Menurut Hari, terdapat 715 orang yang akan diperiksa lagi sebagai saksi. Hal itu sesuai dengan hasil telaah BPK yang dituangkan dalam surat kepada Kejagung pada 8 Mei lalu.
Dalam surat itu, BPK meminta agar Kejagung melakukan pemeriksaan tambahan untuk menggali penyimpangan yang terjadi dalam pemberian bantuan dana KONI Pusat tahun 2017. Namun, kata Hari, sampai saat ini belum ada penetapan tersangka ataupun jumlah kerugian negaranya.
Menata pengelolaan anggaran olahraga
Ketua Pusat Kajian Antikorupsi Universitas Gadjah Mada Oce Madril mengatakan, pengusutan perkara dugaan tindak pidana korupsi penyalahgunaan dana hibah ke KONI Pusat mesti didorong agar diusut hingga tuntas oleh penegak hukum. Terdapat kemungkinan adanya penyimpangan lain selain kasus dugaan suap menyangkut mantan Menpora Imam Nahrawi yang kini telah masuk tahap persidangan.

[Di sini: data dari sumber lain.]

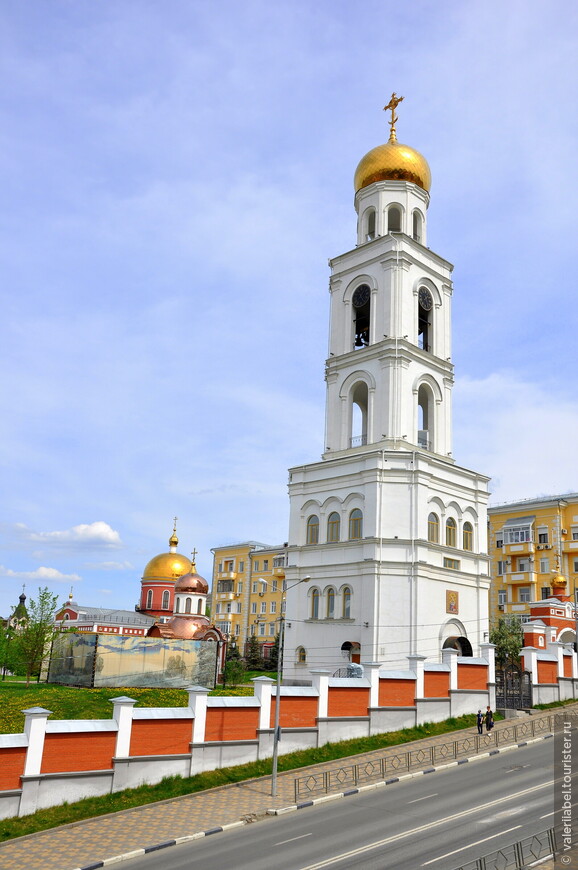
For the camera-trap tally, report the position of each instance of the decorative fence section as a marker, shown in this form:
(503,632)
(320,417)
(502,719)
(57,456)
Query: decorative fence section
(395,763)
(519,855)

”Penegak hukum perlu mengembangkan dugaan selain kasus dugaan suap, termasuk dugaan adanya aktor lain yang terlibat. Upaya itu perlu didorong agar pengusutannya tetap demi kepentingan penegakan hukum sehingga jangan sampai berhenti di tengah jalan,” kata Oce.
Menurut Oce, saat ini merupakan momentum bagi penegak hukum untuk membenahi tata kelola anggaran terkait olahraga. Sebab, meski kasus terkait dana olahraga sebelumnya pernah terjadi, tampaknya belum ada pembenahan tata kelola anggaran yang serius di bidang keolahragaan.

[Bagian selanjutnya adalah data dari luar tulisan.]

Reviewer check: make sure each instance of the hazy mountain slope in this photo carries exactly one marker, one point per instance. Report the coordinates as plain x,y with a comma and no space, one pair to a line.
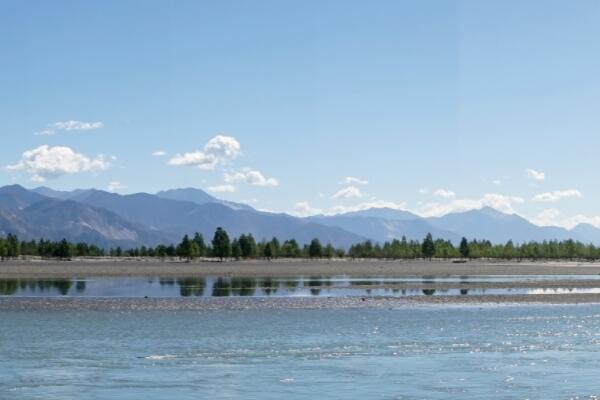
142,208
56,219
586,233
207,218
183,217
490,224
384,213
381,230
16,197
58,194
14,221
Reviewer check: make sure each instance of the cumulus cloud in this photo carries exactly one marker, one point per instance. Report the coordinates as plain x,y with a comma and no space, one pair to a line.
446,194
304,209
115,186
553,217
340,209
251,177
218,150
557,195
47,162
350,180
535,175
221,189
70,125
350,192
499,202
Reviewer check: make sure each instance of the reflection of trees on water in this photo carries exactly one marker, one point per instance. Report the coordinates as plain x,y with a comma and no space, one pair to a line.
269,285
191,286
222,287
243,286
166,281
314,283
8,286
11,286
80,286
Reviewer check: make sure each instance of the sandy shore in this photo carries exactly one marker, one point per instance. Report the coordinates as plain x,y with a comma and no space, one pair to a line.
279,304
286,268
525,272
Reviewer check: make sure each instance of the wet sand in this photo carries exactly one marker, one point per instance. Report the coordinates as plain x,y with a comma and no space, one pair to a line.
281,304
286,268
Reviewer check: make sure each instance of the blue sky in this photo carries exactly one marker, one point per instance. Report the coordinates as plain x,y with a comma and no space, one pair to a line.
431,106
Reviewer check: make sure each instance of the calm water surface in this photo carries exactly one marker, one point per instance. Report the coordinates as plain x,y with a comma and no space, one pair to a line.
437,353
291,286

Jika perkara telah ditingkatkan ke tahap penyidikan, Oce menambahkan, penyidik mestinya telah memiliki bukti yang cukup, termasuk para aktor yang diduga terlibat. Dengan demikian, mestinya sudah ada penetapan tersangka oleh para penyidik.

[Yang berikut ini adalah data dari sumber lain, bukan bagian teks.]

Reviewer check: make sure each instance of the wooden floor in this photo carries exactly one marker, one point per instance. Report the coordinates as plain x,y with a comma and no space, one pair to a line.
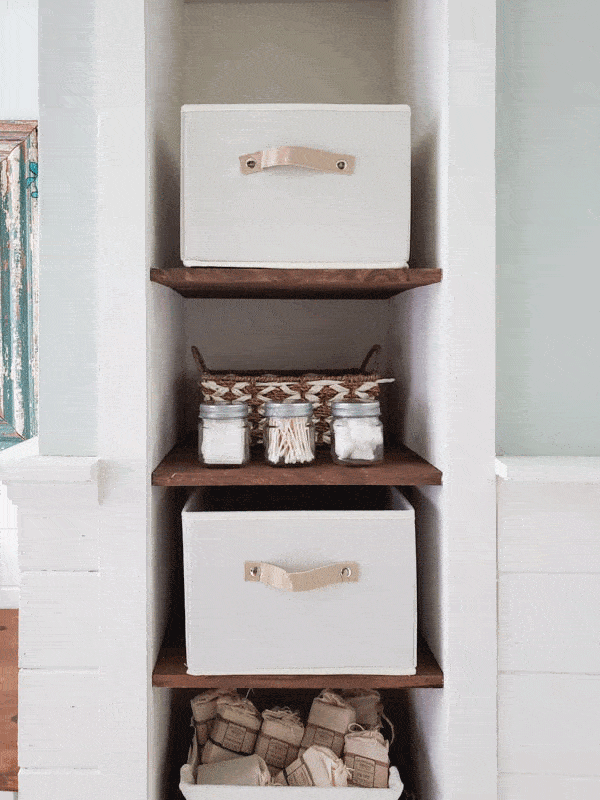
8,699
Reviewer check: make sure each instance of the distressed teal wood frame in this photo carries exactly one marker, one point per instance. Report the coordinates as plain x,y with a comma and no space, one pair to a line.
18,280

Maka, temukan modus dan tersangka dalam perkara dugaan tindak pidana korupsi dana hibah itu. Karena KPK, kan, sudah menangkap menteri, maka di Kejaksaan Agung mestinya juga menetapkan tersangka lainnya. Jika tidak mampu, kasus itu bisa diserahkan ke KPK.
Manajer Riset Transparency International Indonesia Wawan Heru Suyatmiko mengatakan, Komisi Pemberantasan Korupsi memiliki hak untuk melakukan supervisi dan koordinasi dengan lembaga penegak hukum lain dalam penanganan kasus korupsi. Mestinya, untuk perkara yang sama-sama menyangkut dana hibah pemerintah ke KONI Pusat dari Kemenpora tersebut, ada koordinasi dan supervisi dari KPK terhadap Kejagung.
Koordinasi dan supervisi itu penting karena meskipun penyelidikan perkara dugaan tindak pidana korupsi dana hibah tersebut sudah dilakukan Kejagung sejak tahun lalu, sampai saat ini tidak ada tersangka. Padahal, saat ini perkara tersebut telah masuk tahap penyidikan. KPK sendiri sudah menindaklanjuti kasus dugaan suap dari dana hibah KONI dan menjadi bekas Menpora Imam Nahrawi sebagai terpidana kasus korupsi.
”Maka, temukan modus dan tersangka dalam perkara dugaan tindak pidana korupsi dana hibah itu. Karena KPK, kan, sudah menangkap menteri, maka di Kejaksaan Agung mestinya juga menetapkan tersangka lainnya. Jika tidak mampu, kasus itu bisa diserahkan saja ke KPK yang memang memiliki perangkat lebih lengkap dalam menangani kasus korupsi,” kata Wawan.